Pete wiped his nose with his snow-encrusted mitt. “Yup. Sent that rig you called in packing. Stupid idiot left your Jeep in gear. Woulda wrecked the transmission, that’s for sure.”
“Should’ve called you guys, eh?” Eric said. “Yup.” Pete secured the chain to the back of his tractor. He scowled. “Damn kids were at it again last night.”
For a second Eric looked puzzled, then swore, “Christ, I thought we’d plugged the hole.”
“New hole. One of the kids finally owned up. Said a new dealer’s taken over. A girl.”
“Did he give a name?” I asked with one in mind.
“I dunno, don’t think so.”
“Any kind of description, even colour of car?” I asked. Pete shook his head. “Kid said the girl came on snowshoe.”
“Old or new?” I shot back.
“Huh?”
“Sorry, I mean did he happen to mention if they were the old-fashioned kind of snowshoe, or the new modern ones?”
“How should I know? Snowshoes is snowshoes.”
After Pete and his friend left in the tractor, I said to Eric, “Remember the snowshoes at John-Joe’s shack? Maybe we can link them to this new pusher. And if so, we would be able to link this woman to Chantal’s murder. In fact, she could be Chantal’s killer.”
“Let’s go ask Decontie,” Eric said, climbing into his car. “But Meg, I wish you wouldn’t get your hopes up. You know the case is pretty solid against John-Joe.”
“You still aren’t convinced of John-Joe’s innocence, are you?” I said, sliding into the Jeep’s passenger seat.
“Don’t get me wrong,” Eric said. “I’d like as much as you for him to be innocent. His late father was one of my supporters in the last chief elections. And John-Joe himself has worked for me these past three years. But right now there is just too much evidence pointing in his direction. It can’t all be coincidence.”
I held my tongue, knowing I had nothing other than conjecture to counter Eric’s apparent proof. With my feeling of euphoria gone, I watched the snow banks slide past as we drove in silence to the Migiskan Police Station.

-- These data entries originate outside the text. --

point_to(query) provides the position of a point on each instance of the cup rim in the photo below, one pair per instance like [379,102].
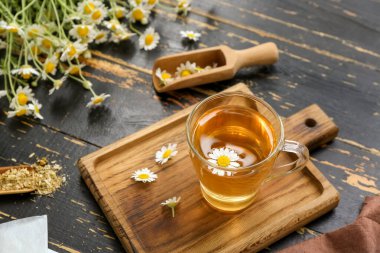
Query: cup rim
[279,143]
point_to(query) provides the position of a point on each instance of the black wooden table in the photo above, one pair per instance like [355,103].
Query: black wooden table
[329,55]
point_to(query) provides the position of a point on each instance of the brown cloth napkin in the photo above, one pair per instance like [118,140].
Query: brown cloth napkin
[361,236]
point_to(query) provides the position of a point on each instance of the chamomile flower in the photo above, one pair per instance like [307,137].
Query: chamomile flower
[120,35]
[84,33]
[57,84]
[166,153]
[72,50]
[183,7]
[22,97]
[88,6]
[144,175]
[101,36]
[149,39]
[35,107]
[97,100]
[112,25]
[3,93]
[25,71]
[151,3]
[186,69]
[19,111]
[135,3]
[14,28]
[119,12]
[224,157]
[50,66]
[139,14]
[97,16]
[34,31]
[171,203]
[164,76]
[190,35]
[74,69]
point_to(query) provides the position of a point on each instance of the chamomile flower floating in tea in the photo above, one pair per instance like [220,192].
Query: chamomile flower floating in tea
[149,39]
[97,100]
[166,153]
[171,203]
[224,157]
[190,35]
[144,175]
[164,76]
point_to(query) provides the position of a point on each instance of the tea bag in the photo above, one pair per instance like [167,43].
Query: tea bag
[25,235]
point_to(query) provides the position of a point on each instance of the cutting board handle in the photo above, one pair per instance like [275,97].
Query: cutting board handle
[264,54]
[311,127]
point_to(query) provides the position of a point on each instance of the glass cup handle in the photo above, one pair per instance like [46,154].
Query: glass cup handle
[302,153]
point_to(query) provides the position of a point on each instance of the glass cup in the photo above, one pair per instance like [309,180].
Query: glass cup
[231,189]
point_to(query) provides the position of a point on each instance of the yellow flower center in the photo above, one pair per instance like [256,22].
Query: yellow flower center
[33,32]
[83,31]
[88,8]
[99,36]
[96,15]
[167,153]
[22,98]
[36,109]
[138,14]
[97,100]
[143,176]
[72,51]
[46,43]
[165,75]
[21,112]
[74,70]
[49,67]
[149,39]
[223,161]
[26,76]
[35,50]
[13,29]
[185,72]
[119,13]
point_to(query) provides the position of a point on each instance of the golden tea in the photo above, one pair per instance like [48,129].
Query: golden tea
[234,141]
[232,137]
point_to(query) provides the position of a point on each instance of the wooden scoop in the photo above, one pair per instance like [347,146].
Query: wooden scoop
[4,169]
[228,62]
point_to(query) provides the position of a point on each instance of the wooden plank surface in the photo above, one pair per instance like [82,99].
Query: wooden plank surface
[328,55]
[133,209]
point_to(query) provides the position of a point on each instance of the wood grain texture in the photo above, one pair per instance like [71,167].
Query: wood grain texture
[134,211]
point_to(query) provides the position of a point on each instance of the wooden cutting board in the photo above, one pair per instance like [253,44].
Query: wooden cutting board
[142,225]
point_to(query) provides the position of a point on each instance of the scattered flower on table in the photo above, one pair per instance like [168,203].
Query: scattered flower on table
[164,76]
[25,71]
[171,203]
[190,35]
[183,7]
[149,39]
[223,157]
[144,175]
[97,100]
[166,153]
[139,14]
[38,46]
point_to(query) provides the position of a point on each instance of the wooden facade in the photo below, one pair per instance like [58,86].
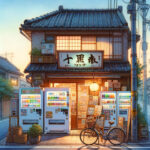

“Why are you asking?” Chief Decontie said from his seated position behind the cluttered metal desk that took up most of his office. Mounted on the wall behind him were the insignia of a variety of different First Nations Police forces. Although out of uniform, he still bore himself with the official demeanor of a cop. The overhead light outlined every wrinkle and acne scar on his earnest but skeptical face. And it also attested, thank God, to the return of the electricity.
I reminded him about the snowshoe tracks he’d followed from John-Joe’s shack the day we found Chantal’s body.
He picked up the notebook on his desk and leafed through it until he stopped at a page. “Interesting. One of the kids in last night’s bust described the dealer’s snowshoes. Said they were like the bear paws his grandfather used trapping. One had a red strap. Sound familiar?”
“That’s them.” I paused. “Anyone report sighting a bright yellow car last night?”
“Why you asking?” Deciding now was as good a time as any, I revealed my suspicions about Thérèse, that she had a better motive for killing Chantal and Pierre than John-Joe. That she had the opportunity; her yellow Volkswagen had been seen in this area around the time Chantal was killed. And since she probably knew about Pierre’s drug dealings, she could easily have taken over. When Decontie’s eyebrows arched at the mention of Pierre and drugs, I told him about the exchange Yvette had witnessed.
“In fact, you might want to talk to Yvette further on this and other things related to the case.”
Before I could provide him with the details on how to reach her, Chief Decontie was on the phone to Sergeant LaFramboise telling them to pickup one Thérèse Trottier.
When he hung up, he said, “Yeah, that yellow VW was reported last night. Seems it got stuck in a snow bank and had to be pulled out.”